L’atmosphère n’est plus au beau fixe dans le village de Djerissonkaha, faubourg situé dans la sous-préfecture de Karakoro (Région du Poro). Un conflit foncier risque de dégénérer et de virer à un affrontement communautaire dans cette localité si rien n’est fait pour apaiser les esprits, a averti le samedi 29 août 2026 Yéo Nakoungo, doyen d’âge du village, un fonctionnaire à la retraite.
Ce feu couvant est la conséquence de la destruction d’un verger, notamment des manguiers décimés par des tronçonneuses et la vente de parcelles condamnée par une partie des habitants. Ces derniers dénoncent l’expulsion dont est victime des riverains qui ont eu leurs habitations et leurs boutiques décoiffées. « Des gens ont quitté le village, d’autres font l’objet d’expulsion.
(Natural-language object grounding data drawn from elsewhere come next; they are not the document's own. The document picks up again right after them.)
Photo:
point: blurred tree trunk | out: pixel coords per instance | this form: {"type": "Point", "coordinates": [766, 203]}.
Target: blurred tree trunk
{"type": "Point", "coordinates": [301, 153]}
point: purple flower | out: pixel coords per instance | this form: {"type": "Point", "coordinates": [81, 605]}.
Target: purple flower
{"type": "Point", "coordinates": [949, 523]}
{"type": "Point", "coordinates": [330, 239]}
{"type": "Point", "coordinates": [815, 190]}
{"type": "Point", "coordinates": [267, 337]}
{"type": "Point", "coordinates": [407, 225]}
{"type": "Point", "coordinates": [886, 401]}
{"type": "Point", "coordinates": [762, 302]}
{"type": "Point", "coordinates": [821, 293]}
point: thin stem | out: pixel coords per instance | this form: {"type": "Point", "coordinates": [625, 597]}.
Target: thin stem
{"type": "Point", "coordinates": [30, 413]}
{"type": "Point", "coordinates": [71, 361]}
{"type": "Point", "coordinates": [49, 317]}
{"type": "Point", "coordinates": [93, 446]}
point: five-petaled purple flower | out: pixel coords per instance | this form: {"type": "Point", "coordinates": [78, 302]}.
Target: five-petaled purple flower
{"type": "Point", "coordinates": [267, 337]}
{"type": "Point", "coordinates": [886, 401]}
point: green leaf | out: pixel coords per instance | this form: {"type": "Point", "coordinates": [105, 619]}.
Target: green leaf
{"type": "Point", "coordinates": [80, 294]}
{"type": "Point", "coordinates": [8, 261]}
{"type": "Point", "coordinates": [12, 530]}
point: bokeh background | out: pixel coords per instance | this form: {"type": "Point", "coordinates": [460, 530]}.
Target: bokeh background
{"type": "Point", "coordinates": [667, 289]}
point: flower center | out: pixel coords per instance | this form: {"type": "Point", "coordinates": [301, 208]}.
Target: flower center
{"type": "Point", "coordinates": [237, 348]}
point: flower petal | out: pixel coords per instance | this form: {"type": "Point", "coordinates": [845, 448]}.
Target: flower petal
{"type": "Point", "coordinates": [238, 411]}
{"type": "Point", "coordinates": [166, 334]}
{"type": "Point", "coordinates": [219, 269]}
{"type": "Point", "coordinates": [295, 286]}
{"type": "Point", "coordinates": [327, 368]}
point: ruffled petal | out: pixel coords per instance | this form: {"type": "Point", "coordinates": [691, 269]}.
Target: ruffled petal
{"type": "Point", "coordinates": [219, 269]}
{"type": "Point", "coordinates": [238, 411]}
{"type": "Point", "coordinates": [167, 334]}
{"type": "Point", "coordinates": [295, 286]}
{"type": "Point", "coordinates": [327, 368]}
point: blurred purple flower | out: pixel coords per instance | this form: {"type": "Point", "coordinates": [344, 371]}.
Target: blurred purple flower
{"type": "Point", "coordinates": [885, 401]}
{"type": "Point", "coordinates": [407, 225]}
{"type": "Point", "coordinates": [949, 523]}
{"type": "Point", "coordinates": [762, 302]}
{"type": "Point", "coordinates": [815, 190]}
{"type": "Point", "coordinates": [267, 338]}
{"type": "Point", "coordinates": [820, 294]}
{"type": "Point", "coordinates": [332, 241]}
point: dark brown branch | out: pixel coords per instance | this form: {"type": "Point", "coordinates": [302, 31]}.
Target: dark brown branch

Un boutiquier du village a eu les tôles de sa maison et de sa boutique enlevées. La cohésion sociale, le vivre-ensemble, que nous avons connu depuis des temps, s’est effrité dans le village.» Le vieux Nakoungo Yéo a exprimé son indignation contre la destruction des manguiers. « Ce sont des arbres fruitiers, des arbres de rente dont de familles en tirent leur subsistance, notamment les femmes et les jeunes. La destruction est condamnée par le législateur ivoirien » a souligné le sexagénaire coiffé d’une barbe blanchâtre.

Selon Soro Kafana un autre habitant du village « nous avons entendu le vrombissement des tronçonneuses durant la nuit, et nous nous sommes approchés d’eux pour en savoir. Ils nous ont dit que c’est le chef de canton de Karakoro qui a demandé de couper les manguiers. Nous sommes retournés au village en essayant de contenir la jeunesse debout et en colère ».
Mais, le colonel de gendarmerie à la retraite et chef de famille, Sekongo Nalourgo, a une toute autre explication à ce qui se passe dans la localité. « C’est en vue de sécuriser nos terres, vue l’avancée de la démographie, que nous avons confié à un opérateur de nous trouver un géomètre qui va mettre des bornes. C’est cet opérateur dans le domaine qui n’a pas joué franc-jeu »
Le colonel est soutenu par Yéo Nakoungo, le fonctionnaire à la retraite, Yeo Kafana et Soro Siriky, un chef de famille de Djerissonkaha.
Le colonel à la retraite et des chefs de familles de Djerissonkaga ont lancé un appel aux autorités administratives et coutumières afin de trouver une solution idoine et d’éviter que l’irréparable se produise par des affrontements communautaires susceptibles de causer des dégâts. « Nous essayons de contenir la jeunesse, mais jusqu’à quand ? », s’interrogent les anciens, inquiet devant la réaction des jeunes.